• 1 14-ounce package extra-firm tofu, drained and pressed*
  • 1 batch homemade BBQ sauce, or 1 cup store-bought BBQ sauce
  • 1 package Dr. Praeger’s Sweet Potato Hash Browns
  • 1 cup dry corn grits
  • 1/4 cup nutritional yeast
  • 1 teaspoon salt
  • 1/2 teaspoon black pepper
  • 1-2 tablespoons olive oil or vegan butter
  • 1 bunch collard greens, thinly sliced
  • 2 cloves garlic, minced
  • 1/2 teaspoon smoked paprika
  • 1/4 teaspoon liquid smoke
  • 1/2 cup pickled onions (optional)


Serves: 4
Cook Time: 45 minutes

  1. Preheat oven to 400F. Lightly grease a baking sheet.
  2. Chop tofu into 1-inch cubes. Place onto the baking sheet in a single layer. Bake for 20-25 minutes, until crispy. Place tofu in a large bowl. Add BBQ sauce; stir to coat tofu evenly.
  3. Increase oven heat to 450F. Prepare Dr. Praeger’s Sweet Potato Hash Browns according to package directions.
  4. While the tofu and hash browns are baking: in a medium saucepan, add 3 cups water; bring to a boil. Add corn grits; reduce heat to simmer and cook for 5 minutes, stirring. Remove from heat. Add nutritional yeast, salt, and pepper; stir.

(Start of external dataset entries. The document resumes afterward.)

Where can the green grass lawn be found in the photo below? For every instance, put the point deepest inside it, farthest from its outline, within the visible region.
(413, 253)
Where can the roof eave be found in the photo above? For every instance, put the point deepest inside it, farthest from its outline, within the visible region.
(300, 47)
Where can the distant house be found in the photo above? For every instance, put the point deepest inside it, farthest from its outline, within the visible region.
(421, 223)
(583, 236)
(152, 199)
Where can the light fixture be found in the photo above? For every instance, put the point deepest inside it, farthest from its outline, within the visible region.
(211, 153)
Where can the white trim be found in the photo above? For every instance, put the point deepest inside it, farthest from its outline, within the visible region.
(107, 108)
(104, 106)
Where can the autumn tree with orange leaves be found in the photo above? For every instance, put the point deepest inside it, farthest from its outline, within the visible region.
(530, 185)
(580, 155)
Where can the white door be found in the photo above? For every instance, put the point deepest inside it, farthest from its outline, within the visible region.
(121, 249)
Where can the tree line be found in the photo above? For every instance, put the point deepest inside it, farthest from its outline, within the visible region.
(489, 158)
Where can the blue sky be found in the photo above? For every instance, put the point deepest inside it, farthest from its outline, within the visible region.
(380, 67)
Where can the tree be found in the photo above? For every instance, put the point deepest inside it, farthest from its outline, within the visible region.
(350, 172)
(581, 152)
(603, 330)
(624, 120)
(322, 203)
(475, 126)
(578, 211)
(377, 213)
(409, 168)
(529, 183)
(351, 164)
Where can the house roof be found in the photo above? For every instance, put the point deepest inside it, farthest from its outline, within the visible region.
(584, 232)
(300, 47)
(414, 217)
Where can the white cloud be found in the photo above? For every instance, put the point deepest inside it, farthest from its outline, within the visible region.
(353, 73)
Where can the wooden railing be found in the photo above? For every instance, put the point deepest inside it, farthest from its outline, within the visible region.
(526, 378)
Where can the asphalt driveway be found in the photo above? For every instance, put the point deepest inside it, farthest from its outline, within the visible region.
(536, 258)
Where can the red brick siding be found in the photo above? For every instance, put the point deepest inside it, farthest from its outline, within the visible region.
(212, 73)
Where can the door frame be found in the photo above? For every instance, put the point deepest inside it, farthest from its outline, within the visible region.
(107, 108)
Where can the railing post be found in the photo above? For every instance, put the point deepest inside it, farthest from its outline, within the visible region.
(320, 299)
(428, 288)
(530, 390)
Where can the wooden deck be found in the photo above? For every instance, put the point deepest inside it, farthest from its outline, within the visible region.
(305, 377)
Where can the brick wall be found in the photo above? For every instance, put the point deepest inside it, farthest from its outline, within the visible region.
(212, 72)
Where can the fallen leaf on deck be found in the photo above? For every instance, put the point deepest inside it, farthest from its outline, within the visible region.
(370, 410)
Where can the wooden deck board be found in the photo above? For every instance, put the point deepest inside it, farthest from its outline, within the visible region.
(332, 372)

  5. In a medium skillet over medium heat, add oil or vegan butter. When hot, add collard greens. Cook for 5-7 minutes, stirring. Add garlic; cook for 1 minute, making sure not to burn the garlic. Add paprika and liquid smoke; season to taste with salt and pepper.
  6. To arrange bowls, add tofu, sweet potato hash browns, grits, and collard greens. Top with pickled onions, if desired.